The Wai 262 inquiry is one of the most complex and far-reaching in the Tribunal's history. It is the Tribunal's first whole-of-government inquiry. It is also the first Tribunal inquiry to specifically address the Treaty relationship beyond the settlement of historical grievances.
What does the Treaty say about Māori culture and identity?
The Treaty established a partnership between Māori and the Crown. Through this partnership, the Crown won the right to govern and enact laws, but that right was qualified by the guarantee of 'tino rangatiratanga' (full authority) for iwi and hapū over their 'taonga katoa' (all their treasured things).
This requires the Crown, as far as practicable, to ensure that iwi and hapū have authority over taonga such as those referred to above, which are core aspects of Māori culture and identity.
The Tribunal recognises that in a modern New Zealand context full authority will not always be possible, and that the interests of iwi and hapū will instead have to balanced alongside the interests of other New Zealanders.
See Ko Aotearoa Tēnei: Te Taumata Tuatahi, introduction (pages 15–24) for a more detailed explanation of what the claim is about and what the Treaty relationship requires.
Is the Wai 262 inquiry about historical claims?
No. Though the claimants raised historical issues, the Tribunal felt that in general they were better considered in district inquiries. The Wai 262 inquiry has therefore focused largely on contemporary relationships between the Crown and Māori.
That does not mean history has been ignored. Many contemporary issues arise from historical actions such as the loss of tribal land and Crown suppression of the Māori language and culture through the education system and laws such as the Tohunga Suppression Act. But in general the focus of the Tribunal's findings and recommendations is on the contemporary relationship between the Crown and Māori, not on past grievances.
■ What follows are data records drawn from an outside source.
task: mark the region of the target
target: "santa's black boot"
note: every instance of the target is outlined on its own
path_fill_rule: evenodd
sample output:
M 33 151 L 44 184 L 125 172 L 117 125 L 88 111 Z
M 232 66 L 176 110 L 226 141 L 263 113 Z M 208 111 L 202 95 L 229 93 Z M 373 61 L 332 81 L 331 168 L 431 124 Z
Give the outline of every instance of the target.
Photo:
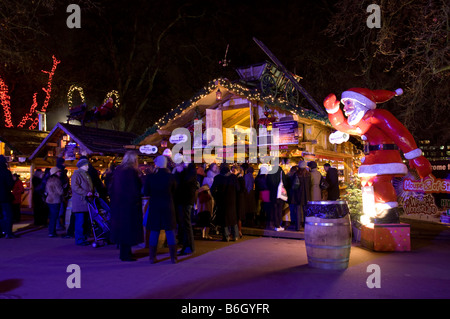
M 383 210 L 382 213 L 376 217 L 370 218 L 370 221 L 374 224 L 400 224 L 400 217 L 398 214 L 398 208 L 393 207 Z

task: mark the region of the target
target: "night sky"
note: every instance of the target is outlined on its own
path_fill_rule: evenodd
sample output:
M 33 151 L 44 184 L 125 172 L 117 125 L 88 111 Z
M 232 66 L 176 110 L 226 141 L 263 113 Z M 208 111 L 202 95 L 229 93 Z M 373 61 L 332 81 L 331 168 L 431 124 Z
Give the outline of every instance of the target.
M 395 69 L 404 64 L 404 60 L 395 61 L 394 68 L 387 72 L 391 61 L 375 54 L 377 51 L 370 51 L 372 42 L 379 40 L 381 34 L 380 29 L 369 29 L 366 25 L 369 15 L 366 8 L 373 1 L 47 0 L 39 3 L 47 2 L 48 7 L 20 2 L 25 13 L 19 14 L 17 19 L 40 32 L 19 30 L 16 43 L 5 41 L 4 36 L 0 38 L 2 48 L 7 46 L 9 50 L 25 52 L 22 59 L 11 58 L 0 66 L 0 76 L 10 88 L 15 124 L 29 109 L 33 92 L 38 92 L 38 102 L 42 103 L 45 94 L 40 88 L 46 85 L 48 78 L 40 70 L 51 68 L 53 54 L 61 63 L 52 83 L 50 126 L 65 120 L 67 91 L 75 84 L 83 87 L 89 107 L 102 104 L 107 92 L 118 90 L 122 100 L 120 116 L 125 123 L 135 116 L 139 105 L 144 105 L 138 120 L 127 127 L 137 134 L 143 133 L 168 110 L 191 98 L 212 79 L 235 80 L 238 79 L 236 67 L 269 60 L 253 37 L 261 40 L 288 70 L 303 77 L 302 86 L 319 104 L 329 93 L 339 95 L 350 87 L 395 90 L 405 84 L 402 83 L 405 73 L 396 73 Z M 70 3 L 81 8 L 79 29 L 67 27 L 71 13 L 66 11 Z M 427 5 L 426 1 L 417 3 Z M 382 9 L 385 10 L 383 17 L 392 10 L 389 6 Z M 440 12 L 438 7 L 436 9 Z M 325 32 L 333 28 L 334 22 L 345 22 L 340 15 L 346 11 L 351 14 L 352 28 L 341 28 L 334 37 Z M 402 15 L 393 17 L 407 21 L 402 20 Z M 418 23 L 415 28 L 420 27 Z M 407 28 L 405 25 L 405 30 Z M 401 36 L 399 30 L 393 30 L 394 34 Z M 339 46 L 342 36 L 346 41 Z M 399 48 L 409 45 L 394 40 L 391 43 Z M 361 49 L 363 45 L 368 48 L 367 52 Z M 227 46 L 229 63 L 223 67 L 219 62 L 223 61 Z M 369 61 L 359 52 L 372 52 L 374 58 Z M 408 50 L 405 52 L 409 54 Z M 444 54 L 448 58 L 448 52 Z M 26 64 L 24 61 L 28 61 L 28 69 L 21 68 Z M 444 59 L 442 64 L 445 62 Z M 370 72 L 362 72 L 364 64 L 369 63 Z M 448 72 L 439 80 L 445 78 L 448 79 Z M 443 93 L 429 95 L 439 98 L 439 94 Z M 75 96 L 74 104 L 77 102 L 80 101 Z M 301 103 L 309 107 L 306 100 Z M 404 115 L 406 104 L 396 103 L 386 107 L 407 118 Z M 117 123 L 114 125 L 118 127 Z M 420 130 L 417 133 L 420 134 Z

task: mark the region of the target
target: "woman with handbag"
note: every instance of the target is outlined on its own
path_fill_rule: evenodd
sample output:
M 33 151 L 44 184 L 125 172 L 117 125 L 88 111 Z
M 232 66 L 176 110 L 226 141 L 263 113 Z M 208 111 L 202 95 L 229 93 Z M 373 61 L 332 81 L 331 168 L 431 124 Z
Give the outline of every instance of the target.
M 261 165 L 258 175 L 255 177 L 255 197 L 259 204 L 257 224 L 265 223 L 266 227 L 269 227 L 270 191 L 267 187 L 267 172 L 267 166 Z
M 317 170 L 317 163 L 314 161 L 308 162 L 308 167 L 311 170 L 311 200 L 321 201 L 322 200 L 322 189 L 320 187 L 320 182 L 322 180 L 322 174 Z
M 275 231 L 282 231 L 283 206 L 287 202 L 287 177 L 280 166 L 273 167 L 267 175 L 267 186 L 270 191 L 270 215 L 272 227 Z

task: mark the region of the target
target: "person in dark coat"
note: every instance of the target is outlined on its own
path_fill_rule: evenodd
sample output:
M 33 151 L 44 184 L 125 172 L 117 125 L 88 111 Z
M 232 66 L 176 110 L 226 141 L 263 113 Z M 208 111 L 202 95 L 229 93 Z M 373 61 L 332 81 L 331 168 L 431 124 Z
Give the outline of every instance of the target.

What has the Tribunal recommended?
The Tribunal's recommendations can be found in each chapter of Ko Aotearoa Tēnei. But they include:
- The establishment of new partnership bodies in education, conservation, and culture and heritage; a new commission to protect Māori cultural works against derogatory or offensive uses and unauthorised commercial uses; a new funding agent for mātauranga Māori in science; and expanded roles for some existing bodies including Te Taura Whiri (the Māori Language Commission), the newly established national rongoā body Te Paepae Matua mō te Rongoā, and Māori advisory bodies relating to patents and environmental protection.
- Improved support for rongoā Māori (Māori traditional healing), te reo Māori, and other aspects of Māori culture and Māori traditional knowledge.
- Amendments to laws covering Māori language, resource management, wildlife, conservation, cultural artifacts, environmental protection, patents and plant varieties, and more.
Who is the Tribunal?
The Waitangi Tribunal is a permanent commission of inquiry. It was established to consider and make recommendations on claims brought by Māori about Crown acts or omissions that breach the promises made in the Treaty. The Tribunal was established in 1975 by the Treaty of Waitangi Act.
The Wai 262 panel comprised Justice Joe Williams (presiding officer), Keita Walker, Pamela Ringwood and Roger Maaka.
Why has the report taken so long to complete?
There are many reasons. Initially, priority was given to district hearings in order to support the process of settling historical Treaty grievances, so the Tribunal did not begin hearing the claim until some years after it was lodged. Subsequently, arguments between the Crown and claimants about the scope of the claim, the ill health of the first presiding officer, the extraordinary breadth and complexity of the claim, the need to keep up with an ever-changing law and policy environment, and competing priorities have all contributed to the time the inquiry has taken.